Frédéric aura septante-cinq ans dans six mois et vingt-huit jours. Son seul compagnon, un vieux geai, Sax, qu’il a recueilli dans son jardin il y a une dizaine d’années. Pensez donc ! Lui, il a trouvé le moyen de ne pas mourir d’ennui : il fait dix fois le tour de son perchoir, dans un sens et puis dans l’autre, et quand il ne supporte plus ce manège, il m’appelle de son cri grinçant, je lui ouvre sa fenêtre et il accomplit sa tournée familière, il grignote peu à peu à mes livres préférés, dépose sa fiente sur un tapis, que j’ai trouvé précieux jadis, me cure une oreille, croque une douzaine de graines sur ma table et se pose durant quelques minutes sur mon téléviseur. Il faut le voir imiter le présentateur du journal télévisé ; il est unique, très drôle et fort bien informé, mais il ne m’apprend rien sur mon avenir, celui de la planète où j’habite, ni sur le délabrement général qui menace mes contemporains, du moins ceux qui partagent mon âge et mes difficultés articulaires. Vivant seul, sans amie d’alcôve, sans compagnon intime, sans voisin bavard ou jardinier volubile, j’occupe une petite maison de banlieue sans cachet ni rideaux accueillants. Je suis comme on dit un ours, ou un solitaire taciturne, un vieil égoïste, ou encore un cas.
Seul au monde, on finit par être un monde soi-même. Mystérieux, impénétrable.
Marie a cinquante-huit ans, sans ex, sans enfant, sans amant. La solitude me va comme un foulard de soie autour du cou. Légère, flottante, une caresse intime et confidente…

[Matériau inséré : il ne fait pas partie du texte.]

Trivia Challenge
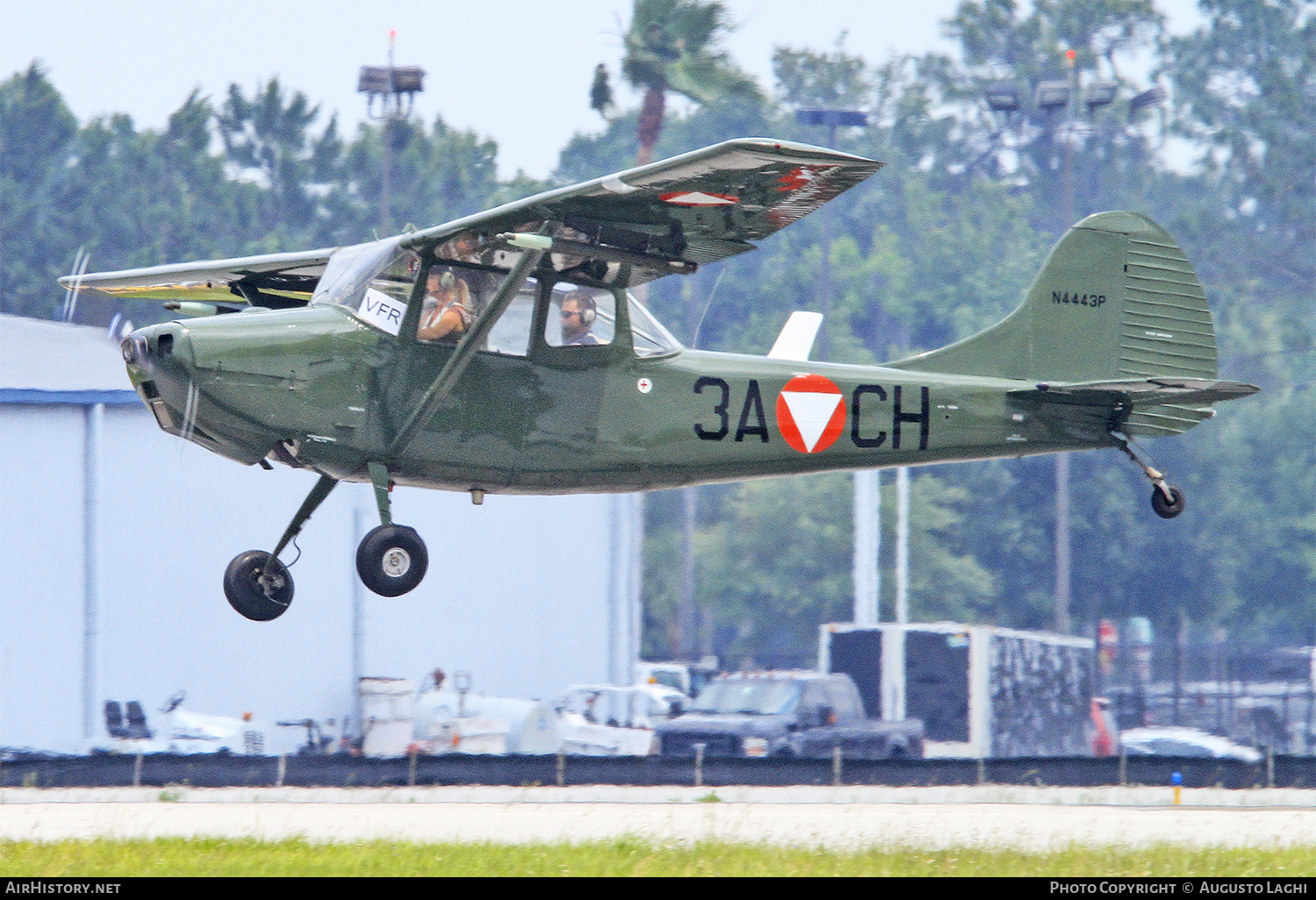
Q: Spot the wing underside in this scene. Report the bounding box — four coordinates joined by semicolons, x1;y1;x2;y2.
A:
405;139;882;286
60;247;334;310
60;139;882;308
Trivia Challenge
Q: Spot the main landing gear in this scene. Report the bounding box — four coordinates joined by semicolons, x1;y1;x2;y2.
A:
224;463;429;623
1116;439;1189;518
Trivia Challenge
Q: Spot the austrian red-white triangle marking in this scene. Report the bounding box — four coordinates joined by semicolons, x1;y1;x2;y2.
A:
776;375;845;453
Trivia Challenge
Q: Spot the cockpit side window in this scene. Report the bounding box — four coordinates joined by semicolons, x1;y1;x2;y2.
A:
544;282;618;347
311;244;420;334
416;265;494;346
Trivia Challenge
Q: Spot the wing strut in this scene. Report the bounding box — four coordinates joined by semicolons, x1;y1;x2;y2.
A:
386;235;544;460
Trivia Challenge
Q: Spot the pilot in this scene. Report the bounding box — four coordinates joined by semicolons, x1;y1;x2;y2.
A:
560;289;602;347
416;268;471;344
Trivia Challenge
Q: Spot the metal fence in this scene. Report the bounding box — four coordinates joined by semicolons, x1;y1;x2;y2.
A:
0;754;1316;789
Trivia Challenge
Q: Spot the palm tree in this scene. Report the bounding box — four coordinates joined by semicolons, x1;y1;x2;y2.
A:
621;0;762;166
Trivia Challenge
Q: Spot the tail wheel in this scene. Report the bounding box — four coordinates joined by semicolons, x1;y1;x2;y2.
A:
224;550;292;623
357;525;429;597
1152;484;1189;518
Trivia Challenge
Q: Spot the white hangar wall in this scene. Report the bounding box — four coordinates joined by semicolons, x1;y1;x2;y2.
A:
0;318;639;750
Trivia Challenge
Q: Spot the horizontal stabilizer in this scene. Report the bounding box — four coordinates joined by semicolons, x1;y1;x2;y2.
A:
1010;378;1260;437
1010;378;1261;407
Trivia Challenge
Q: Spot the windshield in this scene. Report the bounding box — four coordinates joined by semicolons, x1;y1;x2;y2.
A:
690;679;800;716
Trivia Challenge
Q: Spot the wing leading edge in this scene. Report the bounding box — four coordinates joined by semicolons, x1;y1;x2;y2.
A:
404;139;882;286
60;139;882;308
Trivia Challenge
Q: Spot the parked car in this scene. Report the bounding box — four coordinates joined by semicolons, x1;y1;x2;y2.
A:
1120;725;1261;763
654;671;923;760
558;684;689;757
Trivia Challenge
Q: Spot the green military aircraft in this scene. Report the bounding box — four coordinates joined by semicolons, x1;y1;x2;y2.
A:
62;139;1257;621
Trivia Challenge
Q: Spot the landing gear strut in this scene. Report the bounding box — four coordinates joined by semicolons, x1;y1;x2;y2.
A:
224;475;339;623
357;463;429;597
1119;439;1189;518
224;463;429;623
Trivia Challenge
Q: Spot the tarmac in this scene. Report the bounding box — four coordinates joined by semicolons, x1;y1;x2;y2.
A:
0;784;1316;850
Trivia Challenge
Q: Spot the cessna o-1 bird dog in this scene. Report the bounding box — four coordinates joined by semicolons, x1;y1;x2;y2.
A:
62;139;1257;621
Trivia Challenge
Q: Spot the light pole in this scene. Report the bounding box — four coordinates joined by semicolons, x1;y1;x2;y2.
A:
357;31;426;233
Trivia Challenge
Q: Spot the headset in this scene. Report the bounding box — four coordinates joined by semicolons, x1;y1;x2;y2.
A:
562;289;599;328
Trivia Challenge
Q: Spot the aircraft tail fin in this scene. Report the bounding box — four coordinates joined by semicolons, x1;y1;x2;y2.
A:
889;212;1216;384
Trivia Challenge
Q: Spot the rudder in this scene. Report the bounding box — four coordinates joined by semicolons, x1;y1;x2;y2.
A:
889;212;1216;383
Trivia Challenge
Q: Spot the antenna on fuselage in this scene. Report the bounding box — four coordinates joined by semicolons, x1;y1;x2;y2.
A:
61;247;91;323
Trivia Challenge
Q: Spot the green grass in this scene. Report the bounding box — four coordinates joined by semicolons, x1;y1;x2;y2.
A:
0;839;1316;878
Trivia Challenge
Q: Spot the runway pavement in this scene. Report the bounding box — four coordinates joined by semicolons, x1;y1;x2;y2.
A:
0;786;1316;850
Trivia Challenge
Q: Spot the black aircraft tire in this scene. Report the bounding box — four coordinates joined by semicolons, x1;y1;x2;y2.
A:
224;550;292;623
357;525;429;597
1152;486;1189;518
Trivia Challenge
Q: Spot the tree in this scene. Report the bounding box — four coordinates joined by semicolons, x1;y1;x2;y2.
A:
621;0;762;166
216;78;342;236
0;61;78;316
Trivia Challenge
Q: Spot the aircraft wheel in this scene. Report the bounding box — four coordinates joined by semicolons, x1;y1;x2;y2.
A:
224;550;292;623
1152;484;1189;518
357;525;429;597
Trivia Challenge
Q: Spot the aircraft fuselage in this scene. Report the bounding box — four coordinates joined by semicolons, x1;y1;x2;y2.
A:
125;305;1112;494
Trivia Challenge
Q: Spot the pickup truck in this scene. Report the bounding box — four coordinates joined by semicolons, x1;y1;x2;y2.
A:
654;671;923;760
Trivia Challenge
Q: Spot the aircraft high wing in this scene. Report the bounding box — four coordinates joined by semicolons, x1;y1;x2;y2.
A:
62;139;1257;620
60;139;882;310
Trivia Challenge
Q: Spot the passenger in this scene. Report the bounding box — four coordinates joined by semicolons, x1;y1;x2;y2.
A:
560;291;602;347
416;268;473;344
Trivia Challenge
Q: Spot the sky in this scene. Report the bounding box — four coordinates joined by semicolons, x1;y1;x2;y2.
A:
0;0;1203;178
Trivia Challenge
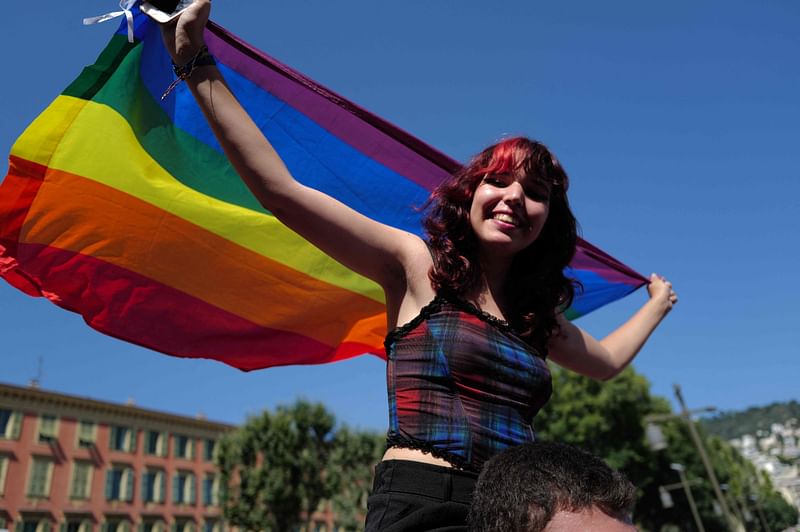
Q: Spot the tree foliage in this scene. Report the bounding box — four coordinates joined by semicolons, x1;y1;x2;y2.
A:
217;401;377;532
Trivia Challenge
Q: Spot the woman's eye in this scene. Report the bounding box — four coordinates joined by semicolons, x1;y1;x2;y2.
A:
483;175;507;187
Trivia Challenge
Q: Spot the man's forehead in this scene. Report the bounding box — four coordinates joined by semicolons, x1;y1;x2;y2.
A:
544;507;637;532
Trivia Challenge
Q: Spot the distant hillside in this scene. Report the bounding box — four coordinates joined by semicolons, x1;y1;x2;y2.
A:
701;401;800;440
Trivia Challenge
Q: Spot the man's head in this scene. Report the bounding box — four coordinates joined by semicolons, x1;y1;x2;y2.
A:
469;442;636;532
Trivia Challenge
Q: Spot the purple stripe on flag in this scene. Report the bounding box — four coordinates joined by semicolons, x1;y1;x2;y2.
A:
570;238;648;286
206;22;461;190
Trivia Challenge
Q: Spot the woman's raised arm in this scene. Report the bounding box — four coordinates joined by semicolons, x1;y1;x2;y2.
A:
156;0;421;291
550;274;678;380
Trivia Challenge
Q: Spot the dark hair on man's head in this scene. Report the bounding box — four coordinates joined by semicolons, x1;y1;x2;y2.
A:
469;442;635;532
423;137;578;354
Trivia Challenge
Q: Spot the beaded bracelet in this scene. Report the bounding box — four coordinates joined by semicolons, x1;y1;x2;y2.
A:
161;46;217;100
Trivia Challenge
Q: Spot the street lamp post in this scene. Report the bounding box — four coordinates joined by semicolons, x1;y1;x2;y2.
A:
669;464;706;532
673;384;739;530
644;384;739;531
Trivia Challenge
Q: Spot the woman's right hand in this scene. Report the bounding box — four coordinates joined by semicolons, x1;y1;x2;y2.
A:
161;0;211;65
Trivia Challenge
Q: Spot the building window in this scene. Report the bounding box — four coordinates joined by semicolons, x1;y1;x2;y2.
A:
203;519;222;532
175;519;197;532
109;425;136;453
0;408;22;440
142;469;167;503
203;474;219;506
106;465;133;502
102;516;132;532
203;439;212;462
37;414;58;443
0;454;8;496
144;430;167;456
172;471;197;504
172;434;194;460
17;517;53;532
78;421;97;449
28;456;53;497
141;518;167;532
69;461;94;499
62;517;92;532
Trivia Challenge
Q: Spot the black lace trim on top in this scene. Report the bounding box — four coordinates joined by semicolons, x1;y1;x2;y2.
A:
383;293;547;359
386;434;479;473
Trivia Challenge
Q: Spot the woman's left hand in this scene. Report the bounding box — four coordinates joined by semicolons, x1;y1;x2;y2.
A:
647;273;678;315
160;0;211;65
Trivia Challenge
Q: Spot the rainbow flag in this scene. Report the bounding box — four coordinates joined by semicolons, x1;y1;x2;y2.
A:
0;8;646;370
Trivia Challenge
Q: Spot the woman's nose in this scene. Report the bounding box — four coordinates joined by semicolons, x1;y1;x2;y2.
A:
505;181;525;203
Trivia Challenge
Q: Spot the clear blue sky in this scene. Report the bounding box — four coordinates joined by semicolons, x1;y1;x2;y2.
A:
0;0;800;430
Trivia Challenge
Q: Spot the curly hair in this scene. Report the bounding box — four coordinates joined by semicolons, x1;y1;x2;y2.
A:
468;441;636;532
423;137;578;353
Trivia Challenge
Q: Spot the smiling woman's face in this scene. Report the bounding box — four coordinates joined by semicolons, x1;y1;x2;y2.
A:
469;174;550;257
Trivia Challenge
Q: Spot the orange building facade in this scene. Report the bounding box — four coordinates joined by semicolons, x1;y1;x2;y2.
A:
0;384;235;532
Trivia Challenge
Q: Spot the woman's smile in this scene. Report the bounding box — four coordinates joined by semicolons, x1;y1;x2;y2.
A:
470;175;549;255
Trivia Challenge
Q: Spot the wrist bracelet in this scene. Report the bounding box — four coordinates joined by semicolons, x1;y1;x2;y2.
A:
161;46;217;100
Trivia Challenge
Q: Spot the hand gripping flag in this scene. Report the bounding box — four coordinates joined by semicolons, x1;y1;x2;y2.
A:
0;7;646;370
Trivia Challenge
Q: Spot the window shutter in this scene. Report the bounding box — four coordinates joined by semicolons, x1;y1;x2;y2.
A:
10;412;22;440
125;468;135;502
172;473;181;504
103;469;114;498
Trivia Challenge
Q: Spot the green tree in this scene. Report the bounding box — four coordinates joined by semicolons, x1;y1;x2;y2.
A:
536;368;796;532
330;427;386;530
218;401;335;532
217;401;385;532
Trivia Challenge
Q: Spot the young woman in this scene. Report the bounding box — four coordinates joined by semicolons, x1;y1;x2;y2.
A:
162;0;677;530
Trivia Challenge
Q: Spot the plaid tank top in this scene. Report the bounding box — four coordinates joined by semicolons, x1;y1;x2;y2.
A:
385;295;552;472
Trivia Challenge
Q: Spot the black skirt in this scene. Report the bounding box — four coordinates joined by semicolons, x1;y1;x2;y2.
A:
366;460;478;532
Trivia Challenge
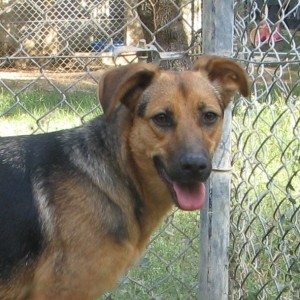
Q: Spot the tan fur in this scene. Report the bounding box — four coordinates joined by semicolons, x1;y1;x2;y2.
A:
0;57;248;300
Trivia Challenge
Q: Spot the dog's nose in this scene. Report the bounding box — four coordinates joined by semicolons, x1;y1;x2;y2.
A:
179;154;209;174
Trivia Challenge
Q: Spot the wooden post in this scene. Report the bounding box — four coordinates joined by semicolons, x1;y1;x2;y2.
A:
199;0;234;300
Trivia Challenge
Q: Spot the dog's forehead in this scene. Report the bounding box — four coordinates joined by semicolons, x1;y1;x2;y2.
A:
145;71;218;105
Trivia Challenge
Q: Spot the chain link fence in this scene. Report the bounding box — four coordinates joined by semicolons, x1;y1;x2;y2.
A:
229;1;300;299
0;0;300;300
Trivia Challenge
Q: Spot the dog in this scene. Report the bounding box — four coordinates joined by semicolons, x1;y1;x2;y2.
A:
0;56;249;300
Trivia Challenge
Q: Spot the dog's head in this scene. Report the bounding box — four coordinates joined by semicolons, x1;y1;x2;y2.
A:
99;56;248;210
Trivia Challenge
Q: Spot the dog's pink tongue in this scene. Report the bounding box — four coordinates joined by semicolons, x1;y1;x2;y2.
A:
173;182;205;210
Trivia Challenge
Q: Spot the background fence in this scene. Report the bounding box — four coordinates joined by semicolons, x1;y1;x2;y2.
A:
0;0;300;300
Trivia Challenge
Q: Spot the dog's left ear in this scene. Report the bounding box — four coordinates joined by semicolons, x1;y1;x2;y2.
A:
193;55;249;107
98;63;159;118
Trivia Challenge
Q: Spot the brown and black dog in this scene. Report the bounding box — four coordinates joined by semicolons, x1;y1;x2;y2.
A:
0;56;248;300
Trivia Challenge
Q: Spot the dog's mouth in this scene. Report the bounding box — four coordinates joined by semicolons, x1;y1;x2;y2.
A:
154;157;205;211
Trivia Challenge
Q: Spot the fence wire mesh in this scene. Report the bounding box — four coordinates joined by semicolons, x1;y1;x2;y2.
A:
0;0;300;300
230;1;300;299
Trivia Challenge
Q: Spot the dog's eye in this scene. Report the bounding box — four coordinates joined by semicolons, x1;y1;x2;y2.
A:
202;111;219;125
152;113;173;127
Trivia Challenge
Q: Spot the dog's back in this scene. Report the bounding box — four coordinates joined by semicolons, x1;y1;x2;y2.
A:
0;57;248;300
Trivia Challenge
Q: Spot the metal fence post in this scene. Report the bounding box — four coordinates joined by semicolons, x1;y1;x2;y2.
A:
199;0;234;300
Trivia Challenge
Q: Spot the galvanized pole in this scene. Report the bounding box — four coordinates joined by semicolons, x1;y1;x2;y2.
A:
199;0;234;300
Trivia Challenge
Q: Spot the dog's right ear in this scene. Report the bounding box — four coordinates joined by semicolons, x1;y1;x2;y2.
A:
98;63;160;118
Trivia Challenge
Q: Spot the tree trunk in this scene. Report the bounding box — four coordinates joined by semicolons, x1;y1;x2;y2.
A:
137;0;190;69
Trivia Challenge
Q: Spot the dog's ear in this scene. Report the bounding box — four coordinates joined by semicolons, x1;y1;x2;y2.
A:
193;55;249;107
98;63;159;117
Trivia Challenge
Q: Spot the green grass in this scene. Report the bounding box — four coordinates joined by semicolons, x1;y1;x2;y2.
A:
0;89;101;136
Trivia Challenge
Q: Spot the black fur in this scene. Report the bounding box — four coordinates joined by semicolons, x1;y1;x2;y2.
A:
0;112;136;281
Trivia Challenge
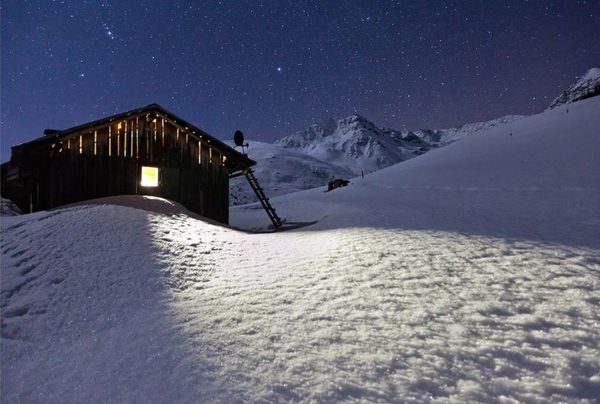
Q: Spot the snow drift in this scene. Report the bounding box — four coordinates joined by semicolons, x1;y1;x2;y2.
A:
1;97;600;403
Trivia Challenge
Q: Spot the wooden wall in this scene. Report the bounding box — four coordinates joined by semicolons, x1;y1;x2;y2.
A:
14;114;229;223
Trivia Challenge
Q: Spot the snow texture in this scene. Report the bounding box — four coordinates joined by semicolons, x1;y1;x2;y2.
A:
1;97;600;403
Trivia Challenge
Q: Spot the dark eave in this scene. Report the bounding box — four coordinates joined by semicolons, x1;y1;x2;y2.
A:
12;104;256;167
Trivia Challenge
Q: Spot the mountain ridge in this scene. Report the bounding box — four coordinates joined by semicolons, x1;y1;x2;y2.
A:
230;68;600;205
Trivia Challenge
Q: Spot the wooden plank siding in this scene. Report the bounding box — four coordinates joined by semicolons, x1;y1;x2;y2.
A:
3;104;254;223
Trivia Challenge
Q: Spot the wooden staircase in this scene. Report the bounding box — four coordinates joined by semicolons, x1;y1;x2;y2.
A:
244;168;283;229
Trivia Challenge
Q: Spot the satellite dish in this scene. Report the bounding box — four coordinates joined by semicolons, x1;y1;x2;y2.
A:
233;130;244;146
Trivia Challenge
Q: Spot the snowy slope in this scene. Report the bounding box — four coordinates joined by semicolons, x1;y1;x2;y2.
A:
275;114;431;176
548;67;600;109
229;141;354;205
230;115;523;205
1;97;600;403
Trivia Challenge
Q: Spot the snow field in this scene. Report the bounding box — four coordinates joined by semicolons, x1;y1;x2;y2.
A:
2;206;600;403
0;97;600;403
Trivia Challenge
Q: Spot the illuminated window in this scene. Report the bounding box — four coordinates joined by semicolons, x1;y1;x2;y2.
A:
141;166;158;187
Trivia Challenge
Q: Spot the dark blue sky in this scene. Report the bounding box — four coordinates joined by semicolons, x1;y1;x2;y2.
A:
1;0;600;162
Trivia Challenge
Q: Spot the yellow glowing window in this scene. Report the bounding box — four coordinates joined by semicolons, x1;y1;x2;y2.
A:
142;166;158;187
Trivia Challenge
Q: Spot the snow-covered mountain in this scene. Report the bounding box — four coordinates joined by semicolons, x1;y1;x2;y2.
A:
548;67;600;109
229;141;354;205
275;114;432;176
0;97;600;404
230;115;522;205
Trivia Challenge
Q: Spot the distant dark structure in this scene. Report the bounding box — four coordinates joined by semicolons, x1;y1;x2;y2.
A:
327;178;350;191
1;104;256;223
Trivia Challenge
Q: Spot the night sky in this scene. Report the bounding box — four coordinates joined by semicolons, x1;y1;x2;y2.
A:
1;0;600;162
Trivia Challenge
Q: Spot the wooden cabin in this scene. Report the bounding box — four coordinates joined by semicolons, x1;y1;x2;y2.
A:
1;104;256;224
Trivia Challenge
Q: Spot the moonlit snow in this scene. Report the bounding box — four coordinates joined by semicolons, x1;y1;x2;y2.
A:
1;97;600;403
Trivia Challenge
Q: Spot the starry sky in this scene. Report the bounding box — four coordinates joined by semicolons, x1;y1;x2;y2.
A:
0;0;600;162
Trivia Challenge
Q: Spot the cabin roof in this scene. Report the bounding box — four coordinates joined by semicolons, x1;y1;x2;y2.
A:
12;103;256;167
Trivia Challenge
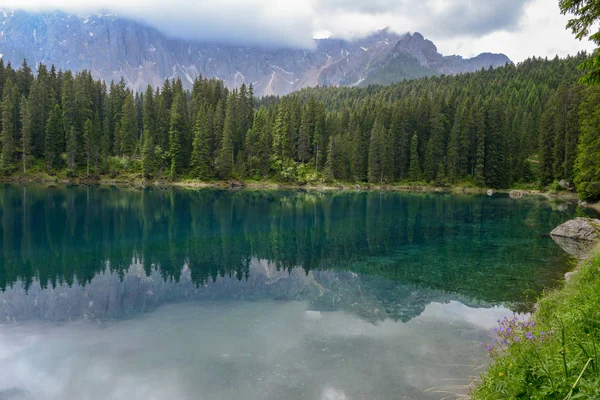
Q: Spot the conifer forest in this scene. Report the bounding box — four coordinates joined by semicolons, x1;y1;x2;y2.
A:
0;53;600;200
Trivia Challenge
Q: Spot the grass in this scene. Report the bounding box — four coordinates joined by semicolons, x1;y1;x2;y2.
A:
471;248;600;400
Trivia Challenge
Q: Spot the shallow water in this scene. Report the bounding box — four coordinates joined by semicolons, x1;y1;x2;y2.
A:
0;185;592;400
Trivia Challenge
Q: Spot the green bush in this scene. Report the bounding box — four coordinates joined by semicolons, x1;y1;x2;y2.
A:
471;251;600;400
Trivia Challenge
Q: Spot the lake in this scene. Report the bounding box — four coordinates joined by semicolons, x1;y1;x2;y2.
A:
0;185;582;400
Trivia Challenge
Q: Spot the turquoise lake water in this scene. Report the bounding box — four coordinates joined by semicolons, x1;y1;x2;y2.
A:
0;185;583;400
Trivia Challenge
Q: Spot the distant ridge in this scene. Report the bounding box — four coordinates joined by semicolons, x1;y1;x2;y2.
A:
0;11;511;95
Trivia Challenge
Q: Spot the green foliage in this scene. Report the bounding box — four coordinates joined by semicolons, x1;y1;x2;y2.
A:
575;87;600;201
191;108;213;180
0;77;19;172
471;248;600;400
0;54;598;199
559;0;600;84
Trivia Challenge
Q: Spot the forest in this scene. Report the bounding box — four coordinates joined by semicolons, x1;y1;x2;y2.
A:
0;53;600;200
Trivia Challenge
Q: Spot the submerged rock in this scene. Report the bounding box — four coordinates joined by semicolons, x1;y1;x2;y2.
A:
550;217;600;258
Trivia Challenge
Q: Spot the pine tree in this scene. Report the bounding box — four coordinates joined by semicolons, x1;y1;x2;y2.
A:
217;95;235;179
45;104;64;171
0;77;19;171
473;106;486;187
100;117;111;168
191;107;212;180
369;119;388;183
20;96;31;175
409;135;421;182
83;119;95;177
169;93;186;177
575;87;600;201
67;126;78;173
142;129;156;178
116;92;138;157
423;108;445;182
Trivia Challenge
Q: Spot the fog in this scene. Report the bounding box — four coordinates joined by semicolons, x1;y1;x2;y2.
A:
0;301;510;400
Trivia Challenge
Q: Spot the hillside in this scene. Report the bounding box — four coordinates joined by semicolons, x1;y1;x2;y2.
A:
0;12;510;95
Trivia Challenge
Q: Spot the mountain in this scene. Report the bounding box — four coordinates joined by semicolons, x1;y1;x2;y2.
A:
0;11;510;95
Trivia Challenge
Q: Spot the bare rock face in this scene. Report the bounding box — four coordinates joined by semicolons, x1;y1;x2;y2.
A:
0;10;510;96
550;218;600;258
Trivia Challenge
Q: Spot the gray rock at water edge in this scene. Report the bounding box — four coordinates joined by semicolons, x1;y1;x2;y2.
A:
550;217;600;258
558;179;573;190
508;190;523;199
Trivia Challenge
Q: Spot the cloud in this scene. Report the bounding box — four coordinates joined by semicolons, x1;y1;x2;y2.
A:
0;0;313;47
0;0;593;61
318;0;531;36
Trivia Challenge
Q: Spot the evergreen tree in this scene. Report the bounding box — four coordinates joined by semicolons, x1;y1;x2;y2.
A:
115;92;138;157
83;119;96;177
0;77;19;171
169;93;187;177
45;104;64;171
409;135;421;182
217;95;235;179
142;129;156;178
369;119;389;183
473;105;486;187
575;87;600;201
191;107;212;180
20;96;31;175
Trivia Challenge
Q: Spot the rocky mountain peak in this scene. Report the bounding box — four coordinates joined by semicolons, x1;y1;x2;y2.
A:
0;11;509;95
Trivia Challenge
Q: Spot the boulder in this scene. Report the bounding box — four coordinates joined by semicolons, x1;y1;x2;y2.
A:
550;218;600;258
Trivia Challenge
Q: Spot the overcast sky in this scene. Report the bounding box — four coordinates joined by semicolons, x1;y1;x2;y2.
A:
0;0;594;62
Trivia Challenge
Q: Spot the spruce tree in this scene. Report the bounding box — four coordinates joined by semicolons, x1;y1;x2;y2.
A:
191;107;212;180
0;77;19;171
169;93;186;177
117;92;138;157
45;104;64;171
142;129;156;178
409;135;421;182
20;96;31;175
217;95;235;179
83;119;95;178
575;87;600;201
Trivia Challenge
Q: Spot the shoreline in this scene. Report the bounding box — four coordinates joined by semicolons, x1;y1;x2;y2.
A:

Ils ont la vie derrière eux, du moins le croient-ils. L’un et l’autre ont choisi la solitude comme viatique pour la route qu’il leur reste à suivre. Par commodité pour lui, par défaut pour elle.
Le hasard ou le destin, même si les deux solitaires ne font aucunement confiance à ces génies de l’inconnu, vont néanmoins s’intéresser à eux.
Lui : l’on va s’occuper de moi comme le ferait une aide-ménagère d’un petit vieux impotent…
Ils ne comptent pas les jours et les mois. Ils sont ensemble et ils ne le sont pas. Ils s’en contentent et ils y trouvent un terrain d’entente. Chacun chez soi et l’un chez l’autre, selon leur humeur. Ils n’ont personne d’autre dans leur vie. Apparemment, car ils n’en parlent jamais.
Elle : puisse qu’il fait mystère de son avenir je lui demande de me parler de son passé. Il lève les yeux au ciel et secoue sa main gauche pour écarter la question. Il est solitaire depuis longtemps. Nous nous rejoignons sur ce statut. Il n’a plus rien fait d’autre que rechercher le temps perdu de sa jeunesse. Quelques oasis féminines dans son parcours de chamelier lymphatique, des randonnées poétiques dans les Cévennes, sans âne ni compagnon de route.
Avec un peu de compassion, un rien d’humour et une bonne dose de cruauté, selon la règle.
La vie devant soi sera-t-elle plus forte que l’envie ou le mal de vivre ? La misanthropie de l’homme désabusé, la misandrie de la femme blessée peuvent-elles se dissoudre dans l’amour ?
Un défi, une expérience ultime, un sursaut sentimental les aideront peut-être à surmonter leur indifférence, à vaincre leur résistance.
Seul et seule deviendraient ainsi, par la force tranquille des choses humaines, d’humbles héros d’une histoire à la fois banale et déroutante.
Dans ce court premier roman, Michel Ducobu use d’une écriture maîtrisée, ciselée, dentelée, entraînant le lecteur dans un récit oscillant sans cesse de l’ironie à l’autodérision poignante.